He showed up at the studio early, and sober, an indication that he regarded Grand Hotel with less than his usual cynicism. It was January, 1932. Barrymore—a name synonymous with dashing grace and romance—was just turning fifty, and the role of the Baron von Geigern, a nobleman on the skids, was one he understood. He was less comfortable with the idea that Grusinskaya would be played by the beautiful but inscrutable Greta Garbo, aged twenty-six. Barrymore had never met Garbo. Garbo, by choice, never met anyone.
Hence his discomposure as he waited that morning.

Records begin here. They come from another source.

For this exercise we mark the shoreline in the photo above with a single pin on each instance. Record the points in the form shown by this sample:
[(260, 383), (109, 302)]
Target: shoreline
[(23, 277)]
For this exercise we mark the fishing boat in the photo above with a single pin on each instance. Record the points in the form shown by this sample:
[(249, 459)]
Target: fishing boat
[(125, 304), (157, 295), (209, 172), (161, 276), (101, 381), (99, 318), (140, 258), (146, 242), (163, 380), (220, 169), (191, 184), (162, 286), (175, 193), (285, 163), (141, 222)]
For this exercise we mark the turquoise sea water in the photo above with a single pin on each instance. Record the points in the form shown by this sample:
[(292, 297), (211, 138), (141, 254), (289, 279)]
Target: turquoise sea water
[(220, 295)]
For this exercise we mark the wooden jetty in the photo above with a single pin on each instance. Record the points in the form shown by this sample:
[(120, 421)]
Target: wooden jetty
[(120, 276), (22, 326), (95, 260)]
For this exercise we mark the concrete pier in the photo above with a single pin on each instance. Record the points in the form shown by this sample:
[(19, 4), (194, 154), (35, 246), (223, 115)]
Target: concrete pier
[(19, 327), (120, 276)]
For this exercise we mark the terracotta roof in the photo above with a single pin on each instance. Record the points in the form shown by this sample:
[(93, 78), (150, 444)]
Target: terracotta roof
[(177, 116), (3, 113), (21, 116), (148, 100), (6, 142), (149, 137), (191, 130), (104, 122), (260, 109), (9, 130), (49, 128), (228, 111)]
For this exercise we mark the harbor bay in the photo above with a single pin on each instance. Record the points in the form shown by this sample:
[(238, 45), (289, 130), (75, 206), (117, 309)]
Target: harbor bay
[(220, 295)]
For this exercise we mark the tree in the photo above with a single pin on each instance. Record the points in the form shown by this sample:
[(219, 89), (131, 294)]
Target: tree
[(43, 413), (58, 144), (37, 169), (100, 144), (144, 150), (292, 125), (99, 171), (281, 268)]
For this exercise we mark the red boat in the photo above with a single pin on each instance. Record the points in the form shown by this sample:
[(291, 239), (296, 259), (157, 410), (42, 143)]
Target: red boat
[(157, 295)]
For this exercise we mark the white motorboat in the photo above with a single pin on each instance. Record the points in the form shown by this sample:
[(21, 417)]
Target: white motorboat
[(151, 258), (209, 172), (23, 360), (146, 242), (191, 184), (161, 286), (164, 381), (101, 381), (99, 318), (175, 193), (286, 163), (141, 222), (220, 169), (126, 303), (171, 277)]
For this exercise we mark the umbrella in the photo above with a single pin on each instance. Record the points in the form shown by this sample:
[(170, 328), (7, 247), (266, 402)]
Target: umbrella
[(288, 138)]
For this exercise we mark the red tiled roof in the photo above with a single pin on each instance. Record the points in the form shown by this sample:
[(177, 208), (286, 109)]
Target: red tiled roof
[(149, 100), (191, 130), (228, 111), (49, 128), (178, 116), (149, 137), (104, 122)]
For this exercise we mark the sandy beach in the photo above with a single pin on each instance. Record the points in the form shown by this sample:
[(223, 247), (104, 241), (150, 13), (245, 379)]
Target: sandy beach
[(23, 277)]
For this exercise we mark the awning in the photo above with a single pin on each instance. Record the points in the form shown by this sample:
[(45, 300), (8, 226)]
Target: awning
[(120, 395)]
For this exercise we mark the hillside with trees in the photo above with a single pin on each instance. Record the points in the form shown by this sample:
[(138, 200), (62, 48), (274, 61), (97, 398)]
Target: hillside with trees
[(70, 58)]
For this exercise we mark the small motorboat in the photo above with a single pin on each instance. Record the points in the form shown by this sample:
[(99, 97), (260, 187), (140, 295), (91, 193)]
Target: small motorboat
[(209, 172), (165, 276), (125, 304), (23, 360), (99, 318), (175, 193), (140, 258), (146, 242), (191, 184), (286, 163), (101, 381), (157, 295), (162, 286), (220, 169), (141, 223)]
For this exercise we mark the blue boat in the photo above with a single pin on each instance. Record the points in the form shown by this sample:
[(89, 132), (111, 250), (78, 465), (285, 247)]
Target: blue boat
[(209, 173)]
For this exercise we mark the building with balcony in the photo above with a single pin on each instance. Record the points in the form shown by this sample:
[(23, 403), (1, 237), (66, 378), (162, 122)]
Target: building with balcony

For the first time in his long career, he had drawn a leading lady whose following was greater than his own. She also made more money. She was reputed to be aloof, diffident, antisocial. The script called for them to fall in love at first sight, but how, damn it, did one make love— even screen love—to a misanthrope? Along with all that, she was apparently temperamental—nine o’clock had come and gone, and where was she?
She was, as he soon discovered, outside the entrance, where she had been waiting half an hour for him to arrive. She had wished to “honor the great Barrymore” by personally escorting him onto the set. He was touched; perhaps rumors were exaggerated. He met her halfway, raised her hand to his lips, looked into her eyes. The Baron von Barrymore, ageless, took over.
As filming proceeded, so did the relationship. “You are the most entrancing woman in the world,” he would whisper when he sensed she felt insecure. She, in turn, was almost maternal—doctored his hangovers with her own concoction, and spent an entire lunch break rearranging a couch so that in the forthcoming love scene his celebrated left profile would be toward the camera.
Grand Hotel was their only movie together. Asked about her years later, Barrymore, usually the raconteur, elected to out-Garbo Garbo. “She is a fine lady and a great actress,” he said, and paused. “And the rest is silence.”